The famous Father Robert Persons was rector of the college in 1588, and again from 1598 till his death in 1610. Father Muzio Vitelleschi, afterwards General of the Society of Jesus, held the rectorship from 1592 to 1594, and again from 1597 to 1598. Cardinal Wiseman went to the college as a student in 1818, became rector in 1828, and was made bishop in 1840. The English College may claim as teachers the great Jesuit theologians of the Roman College: Bellarmine, Suarez, Vasquez, in the distant past; and in modern times Perrone, Franzelin, Ballerini, Billot.
IV. INFLUENCE ON THE CHURCH IN ENGLAND.—The college shares with Douai and the other continental seminaries, the honor of having kept alive the lamp of the Faith in England during the dark days of persecution.

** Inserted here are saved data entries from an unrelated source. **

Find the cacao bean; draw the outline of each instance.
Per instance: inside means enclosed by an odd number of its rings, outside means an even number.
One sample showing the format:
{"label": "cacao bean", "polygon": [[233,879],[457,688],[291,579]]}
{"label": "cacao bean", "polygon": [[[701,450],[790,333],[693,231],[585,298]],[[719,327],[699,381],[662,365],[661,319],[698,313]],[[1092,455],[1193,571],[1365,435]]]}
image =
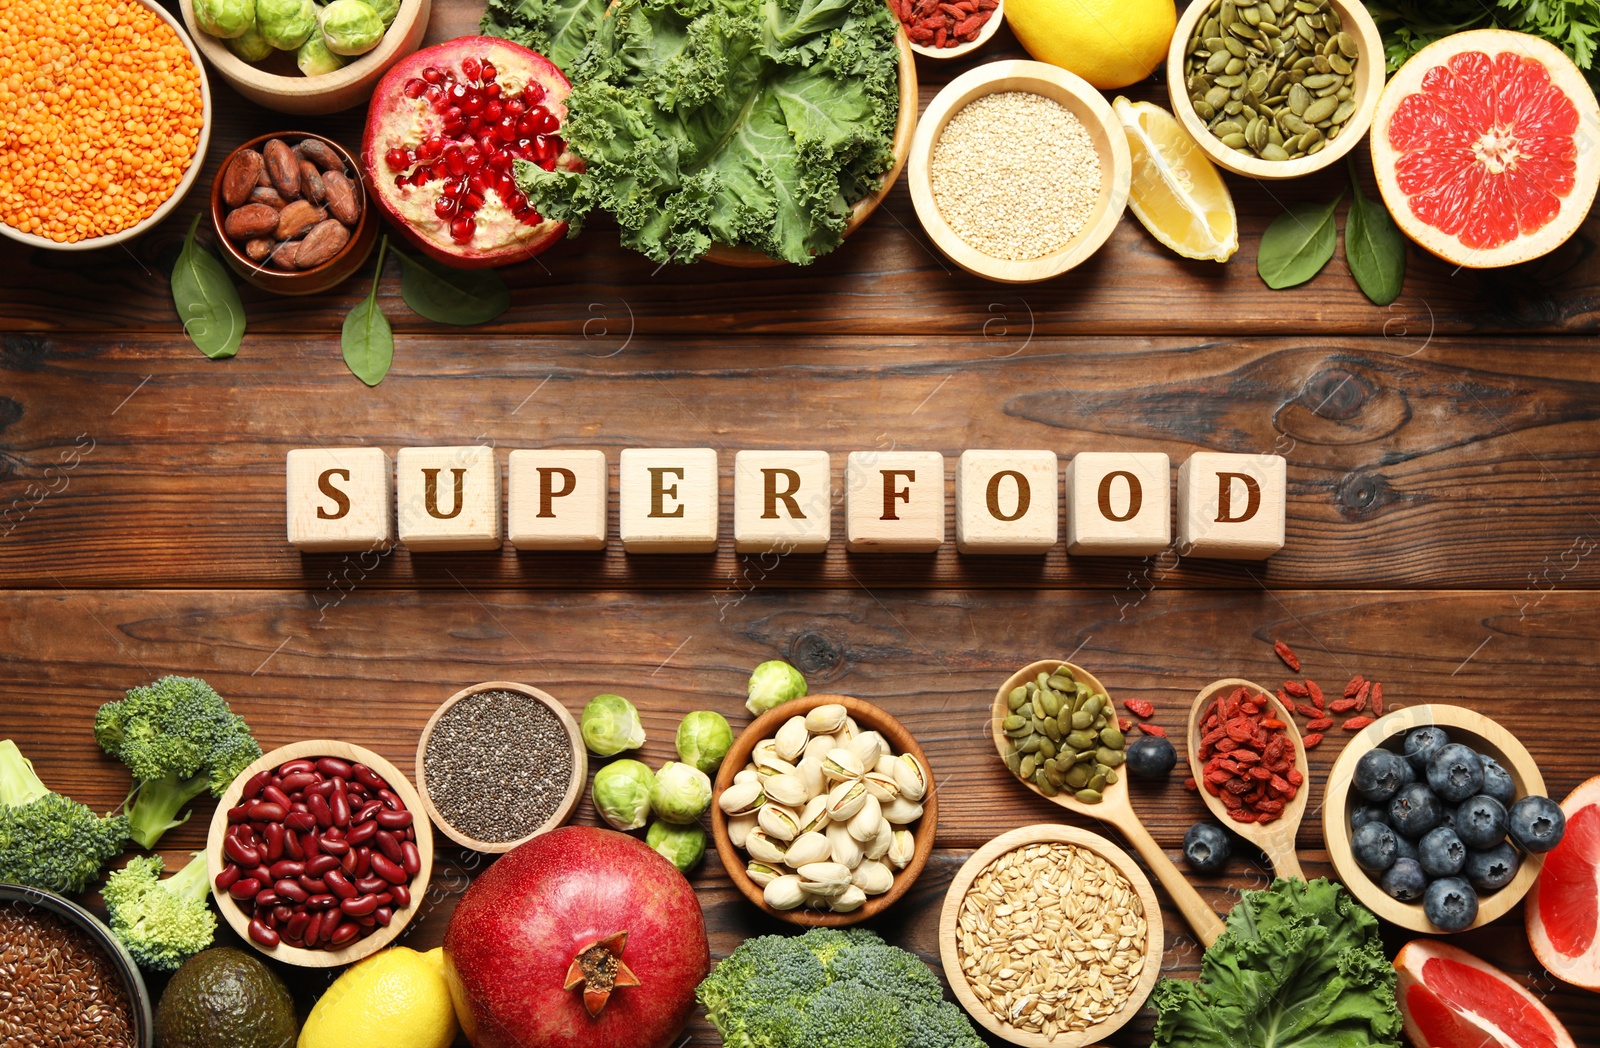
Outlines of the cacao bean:
{"label": "cacao bean", "polygon": [[244,253],[249,256],[252,262],[263,262],[268,255],[272,254],[272,241],[266,237],[256,237],[245,244]]}
{"label": "cacao bean", "polygon": [[222,231],[230,240],[254,240],[278,228],[278,212],[266,204],[246,204],[228,212]]}
{"label": "cacao bean", "polygon": [[300,195],[313,204],[328,199],[328,189],[322,183],[322,172],[309,160],[300,161]]}
{"label": "cacao bean", "polygon": [[267,165],[266,164],[262,164],[261,165],[261,173],[256,176],[256,185],[258,185],[258,186],[270,186],[270,185],[272,185],[272,176],[267,174]]}
{"label": "cacao bean", "polygon": [[336,218],[326,219],[311,227],[300,249],[295,253],[297,269],[313,269],[344,250],[350,242],[350,230]]}
{"label": "cacao bean", "polygon": [[356,187],[343,172],[328,171],[322,176],[322,187],[328,194],[328,211],[347,226],[361,219],[361,201]]}
{"label": "cacao bean", "polygon": [[222,176],[222,202],[229,207],[238,207],[250,199],[250,190],[256,186],[256,179],[261,176],[261,169],[266,166],[266,161],[254,149],[241,149],[228,162],[228,170]]}
{"label": "cacao bean", "polygon": [[291,200],[289,206],[278,213],[277,231],[273,236],[279,240],[293,240],[327,217],[327,212],[308,200]]}
{"label": "cacao bean", "polygon": [[322,171],[344,171],[344,161],[339,159],[339,154],[334,152],[332,146],[316,138],[303,138],[300,144],[294,147],[302,159],[309,160]]}
{"label": "cacao bean", "polygon": [[272,249],[272,255],[268,258],[268,261],[279,269],[294,269],[295,262],[300,257],[301,244],[302,241],[299,240],[285,240]]}
{"label": "cacao bean", "polygon": [[281,138],[268,139],[262,156],[267,161],[267,174],[272,184],[285,200],[300,198],[300,161],[294,151],[283,144]]}
{"label": "cacao bean", "polygon": [[265,204],[276,211],[282,211],[284,206],[289,203],[279,196],[278,191],[271,186],[256,186],[250,190],[250,202],[252,204]]}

Without these colleges the supply of priests for the English Mission would have entirely failed. Moreover, the college in Rome was for English Catholics a connecting link with the center and Head of Christendom; and the missionaries sent thence formed a visible and tangible bond of union with that Holy See for the supremacy of which the faithful in England were suffering so much. When we turn to the nineteenth century, it suffices to mention the name of Cardinal Nicholas Wiseman, the "Man of Providence", who had the greatest share in the work of the reestablishment of the Catholic Hierarchy in England in 1850, and, as its head, by his genius reconciled the English people to what they at first regarded as a "Papal Aggression". It was he who put the Church in England on a firm basis, and, under God, whom we have to thank for the "Second Spring". But Wiseman was not alone. Of the rectors of the nineteenth century, all but two were made bishops, and in every part of the country the English College alumni may be found in positions of responsibility, vicars-general, canons, and especially professors of the ecclesiastical colleges and seminaries, whence the purity of the Roman Faith is diffused throughout the length and breadth of the land.